Tuesday, January 25, 2011

Adar v. Smith oral argument focuses on procedure

I thought there would be numerous press accounts of the oral arguments last week in Adar v. Smith. After all, it's a case that exemplifies a significant "culture war" between states that fully respect the ability of same-sex couples to raise children, including adopted children, and states that wish to signal their disapproval of childrearing by same-sex couples in every way they can. In addition, it was an en banc 5th Circuit argument, meaning that all 16 judges on a court that sits just below the US Supreme Court heard the case. This is not an everyday occurence. (The court's website says that requests for en banc hearings are granted less than 3% of the time).

But I've listened to the oral argument online now (click here and look for Oren Adar v. Darlene Smith), and I realize that probably 95% of the time was taken up by legal issues so technical that I had to listen to it twice before even writing this account.

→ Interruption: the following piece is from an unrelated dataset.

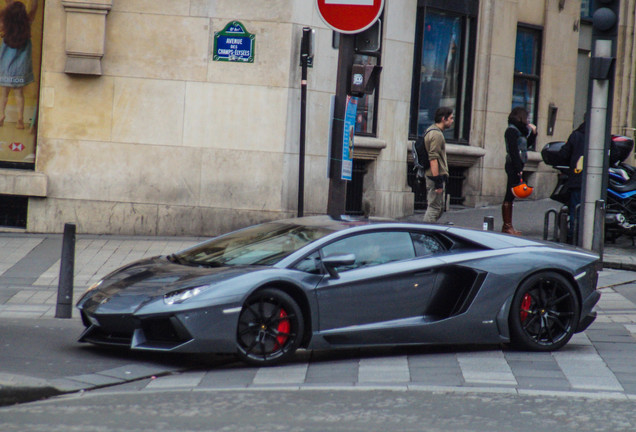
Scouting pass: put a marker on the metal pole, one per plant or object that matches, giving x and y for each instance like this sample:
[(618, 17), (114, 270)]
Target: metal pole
[(599, 224), (337, 186), (65, 284), (595, 171), (304, 60), (489, 223), (304, 54)]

So it's no wonder the argument was not covered in a single newspaper or other mainstream media source.

The Louisiana Attorney General's office hopes the 5th Circuit never discusses adoption by a same-sex couple when it rules in the case. It wants the case dismissed on the basis that the federal court lacks subject matter jurisdiction (meaning the legal authorization) to hear the case. It thinks the Full Faith and Credit Clause is a command to courts and cannot be the basis of a lawsuit against a state registrar to issue a new birth certificate. Don't even try to understand that if you have taken a law school course in both Civil Procedure and Federal Courts. Some of the judges appeared to think the couple needed to take the case to state court.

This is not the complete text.